What Virgin Upper Class Can Teach You About The Market

This post originally appeared on TraderPlanet.com.

A number of years ago I was fortunate enough to fly Virgin Atlantic’s Upper Class to London. It was a sublime experience.

Within two minutes of stepping on the plane I was fully reclined in a leather seat with a cold Red Stripe in my hand as attendants offered me “snacks” from the tapas menu. Everything about the experience, from the in-flight massages to the state-of-the-art entertainment system was incredible.

Even though the flight lasted over eight hours, the warm vortex of pleasure I was immersed in made it seem as if it just lasted minutes.

A couple of years later I flew to San Francisco in coach and just happened to have the spawn of Satan sitting in back of me. In addition to reaching around the side of my seat and pulling on my hair he made sure to continuously kick the back of my chair the entire length of the trip.

Even though the flight was less than an hour, little Damien made it seem like it lasted for days.


This is a great example of how different time frames and our perceptions of what is happening in those time frames can change based upon circumstances. And it’s no different in the markets.

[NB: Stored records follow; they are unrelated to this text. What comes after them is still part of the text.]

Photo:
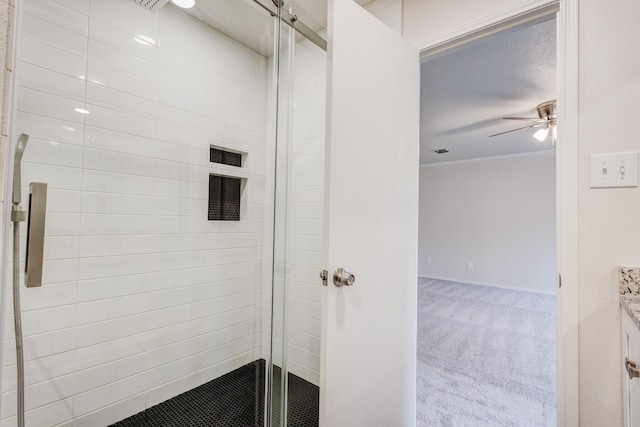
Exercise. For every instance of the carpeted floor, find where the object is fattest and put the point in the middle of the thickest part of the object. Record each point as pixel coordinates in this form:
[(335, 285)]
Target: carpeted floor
[(486, 356)]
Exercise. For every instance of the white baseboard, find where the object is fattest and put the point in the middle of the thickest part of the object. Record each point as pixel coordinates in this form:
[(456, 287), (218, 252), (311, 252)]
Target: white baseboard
[(492, 285)]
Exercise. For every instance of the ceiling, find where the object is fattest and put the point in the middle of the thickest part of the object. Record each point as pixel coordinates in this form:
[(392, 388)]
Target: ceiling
[(465, 94), (251, 25)]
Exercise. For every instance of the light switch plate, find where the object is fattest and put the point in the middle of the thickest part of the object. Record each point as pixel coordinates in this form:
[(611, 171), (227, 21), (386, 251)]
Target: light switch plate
[(614, 170)]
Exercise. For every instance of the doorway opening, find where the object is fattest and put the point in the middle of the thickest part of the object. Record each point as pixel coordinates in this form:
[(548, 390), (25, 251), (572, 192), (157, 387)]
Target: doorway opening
[(487, 231)]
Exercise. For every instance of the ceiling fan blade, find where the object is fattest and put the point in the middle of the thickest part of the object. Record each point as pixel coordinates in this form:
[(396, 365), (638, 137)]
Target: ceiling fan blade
[(513, 130), (530, 119)]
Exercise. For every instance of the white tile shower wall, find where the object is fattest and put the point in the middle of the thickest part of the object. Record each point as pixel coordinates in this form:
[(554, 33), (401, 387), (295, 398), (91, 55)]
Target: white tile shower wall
[(305, 208), (143, 298)]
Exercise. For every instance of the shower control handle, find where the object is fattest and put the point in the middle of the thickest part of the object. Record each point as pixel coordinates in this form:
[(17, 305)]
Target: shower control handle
[(343, 278)]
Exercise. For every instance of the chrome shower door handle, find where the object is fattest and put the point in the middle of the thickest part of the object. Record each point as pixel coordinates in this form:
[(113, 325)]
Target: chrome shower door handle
[(35, 234), (343, 278)]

For example, let’s take a look at the daily chart of the S&P 500.

S&P Daily

This chart looks sweet. After jumping about sixty-five handles when the fiscal cliff deal was announced, price has consolidated right under resistance just like you would want it to. That tight range gives you a great risk/reward area to not only trade off of in the case of SPY, but also to gauge the overall health of the market.


But now let’s look at a longer term chart.

S&P Yearly

Here we see a monthly chart of the S&P 500 going back about fifteen years. This chart is not so sweet.

You’ll notice that there is a double top, with the first occurring from roughly late 1999 to late 2000, and the second occurring in the infamous year of 2008. The area in-between the blue channel lines is the resistance that those tops have created, and it’s going to be tough to get through that area cleanly.

The idea scenario is that we move sideways for a few months before trying to break through that channel. We could even pull back to the black uptrend line as well and still be set up to make a run to all-time highs.

Of course the market is going to do whatever it wants, but it’s good to analyze it from different timeframes and perspectives to better understand the overall picture and adjust your trading accordingly.